Backpressure as a Native Resilience Mechanism
Backpressure as a Native Resilience Mechanism
In imperative code, a thread pool limits concurrency. When the pool is full, new tasks are rejected or queued. In reactive code, backpressure is the equivalent mechanism: a subscriber tells the publisher how many items it can handle, and the publisher respects that limit.
Backpressure in the Payment Pipeline
The notification service receives payment completion events from the payment service via a reactive stream. Under normal operation, the notification service processes 200 events per second. During a flash sale, the payment service produces 2,000 events per second. Without backpressure, the notification service buffers all 2,000 events in memory, eventually running out of heap space.
// PROBLEM - Unbounded buffering
paymentEvents.flatMap(event ->
notificationClient.sendNotification(event))
// flatMap subscribes to all inner Monos concurrently
// 2,000 concurrent HTTP calls to the email provider
flatMap with no concurrency limit subscribes to every inner Mono concurrently. With 2,000 events per second, 2,000 HTTP calls fire simultaneously. The email provider rejects most of them (rate limit), creating 2,000 error responses that trigger retries, amplifying the problem.
// PRODUCTION - Bounded concurrency with flatMap
paymentEvents.flatMap(event ->
notificationClient.sendNotification(event),
50) // Max 50 concurrent notifications
// When 50 are in flight, backpressure propagates upstream.
// The payment events publisher pauses until a slot opens.
The second argument to flatMap limits concurrency to 50. When 50 notifications are in flight, flatMap stops requesting items from the upstream publisher. The upstream publisher (the payment events source) buffers or pauses. This is backpressure: a demand signal flowing from subscriber to publisher.
Overflow Strategies
When the upstream cannot be paused (external event source, Kafka consumer, HTTP request stream), an explicit overflow strategy is needed:
// PRODUCTION - Overflow strategies for uncontrollable sources
paymentEvents
// Buffer up to 1000 events, drop oldest when full
.onBackpressureBuffer(1000,
dropped -> meterRegistry.counter("events.dropped",
"reason", "backpressure").increment(),
BufferOverflowStrategy.DROP_OLDEST)
.flatMap(event ->
notificationClient.sendNotification(event), 50);
// Alternative: drop newest (keep older events, discard new ones)
paymentEvents
.onBackpressureDrop(dropped ->
meterRegistry.counter("events.dropped",
"reason", "backpressure").increment())
.flatMap(event ->
notificationClient.sendNotification(event), 50);
The choice between DROP_OLDEST and DROP_LATEST depends on the business requirement. For notifications, DROP_OLDEST makes sense: if we are falling behind, notify the most recent customers first. For audit logging, neither dropping strategy is acceptable; the events must be persisted to a durable store (Kafka dead letter topic) for later processing.

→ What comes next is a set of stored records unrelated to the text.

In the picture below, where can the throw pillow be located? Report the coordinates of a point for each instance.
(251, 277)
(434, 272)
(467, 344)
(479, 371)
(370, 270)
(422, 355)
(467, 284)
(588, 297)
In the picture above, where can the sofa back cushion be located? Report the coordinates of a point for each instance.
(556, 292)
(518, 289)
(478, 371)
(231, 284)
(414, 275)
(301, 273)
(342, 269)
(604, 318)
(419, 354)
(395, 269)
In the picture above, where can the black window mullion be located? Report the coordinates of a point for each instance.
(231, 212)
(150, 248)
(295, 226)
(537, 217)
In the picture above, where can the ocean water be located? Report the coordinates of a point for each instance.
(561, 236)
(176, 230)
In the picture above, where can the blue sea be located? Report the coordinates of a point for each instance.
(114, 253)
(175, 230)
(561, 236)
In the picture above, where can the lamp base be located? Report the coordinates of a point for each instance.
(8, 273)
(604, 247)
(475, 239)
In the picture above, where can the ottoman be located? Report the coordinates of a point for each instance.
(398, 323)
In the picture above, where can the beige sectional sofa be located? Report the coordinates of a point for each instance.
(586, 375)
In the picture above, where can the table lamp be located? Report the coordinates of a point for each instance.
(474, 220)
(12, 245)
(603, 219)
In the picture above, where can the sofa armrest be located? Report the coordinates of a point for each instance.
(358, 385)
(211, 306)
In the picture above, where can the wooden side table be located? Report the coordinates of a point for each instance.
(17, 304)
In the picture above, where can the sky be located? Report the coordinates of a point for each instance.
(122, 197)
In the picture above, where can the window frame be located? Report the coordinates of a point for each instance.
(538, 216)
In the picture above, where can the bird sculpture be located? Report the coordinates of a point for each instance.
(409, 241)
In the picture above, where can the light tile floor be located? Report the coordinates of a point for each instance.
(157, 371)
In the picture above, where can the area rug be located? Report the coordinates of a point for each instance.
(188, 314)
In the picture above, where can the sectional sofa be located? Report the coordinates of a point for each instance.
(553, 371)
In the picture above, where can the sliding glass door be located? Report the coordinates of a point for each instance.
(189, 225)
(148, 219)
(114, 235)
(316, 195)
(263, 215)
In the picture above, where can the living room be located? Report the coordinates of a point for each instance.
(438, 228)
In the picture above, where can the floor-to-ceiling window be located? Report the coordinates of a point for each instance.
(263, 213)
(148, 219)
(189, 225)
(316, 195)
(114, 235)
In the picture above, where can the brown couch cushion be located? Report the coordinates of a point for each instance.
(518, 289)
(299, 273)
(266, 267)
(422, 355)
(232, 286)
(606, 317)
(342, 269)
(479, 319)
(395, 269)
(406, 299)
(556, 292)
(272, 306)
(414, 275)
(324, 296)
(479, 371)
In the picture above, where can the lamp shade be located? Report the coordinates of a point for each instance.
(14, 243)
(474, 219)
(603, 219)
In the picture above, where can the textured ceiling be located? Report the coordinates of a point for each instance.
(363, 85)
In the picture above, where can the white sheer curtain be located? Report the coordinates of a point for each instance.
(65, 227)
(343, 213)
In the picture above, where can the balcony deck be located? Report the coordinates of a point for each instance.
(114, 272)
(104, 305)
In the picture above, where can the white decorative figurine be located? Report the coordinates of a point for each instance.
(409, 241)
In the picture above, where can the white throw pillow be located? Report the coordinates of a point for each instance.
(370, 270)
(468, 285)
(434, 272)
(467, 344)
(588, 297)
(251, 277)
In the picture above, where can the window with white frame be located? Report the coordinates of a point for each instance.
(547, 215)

Backpressure + Circuit Breaker
When the notification service’s email provider has an outage, the circuit breaker opens. Calls to the email provider are rejected immediately by the circuit breaker. With flatMap concurrency of 50, all 50 slots complete instantly (circuit breaker rejection takes microseconds). The flatMap immediately requests 50 more items, which are also rejected instantly. The pipeline processes items as fast as the upstream can produce them, but every item is rejected.
This is correct behavior, but the metrics look alarming: thousands of circuit breaker rejections per second. The fix is to add a delay when the circuit breaker is open:
// PRODUCTION - Rate-limited processing during circuit breaker open state
paymentEvents
.flatMap(event ->
notificationClient.sendNotification(event)
.transformDeferred(
CircuitBreakerOperator.of(circuitBreaker))
.onErrorResume(CallNotPermittedException.class,
e -> Mono.delay(Duration.ofSeconds(1))
.then(Mono.empty())),
50);
When the circuit breaker is open, each rejection is followed by a 1-second delay before the slot is freed. This reduces the rejection rate from thousands per second to 50 per second (50 slots, each delayed by 1 second). The events accumulate in the buffer, which is bounded, and excess events are dropped with a metric.
This pattern, slowing down processing during circuit breaker open state, prevents the pipeline from churning through events that cannot be processed, while still allowing the circuit breaker’s half-open probes to detect recovery.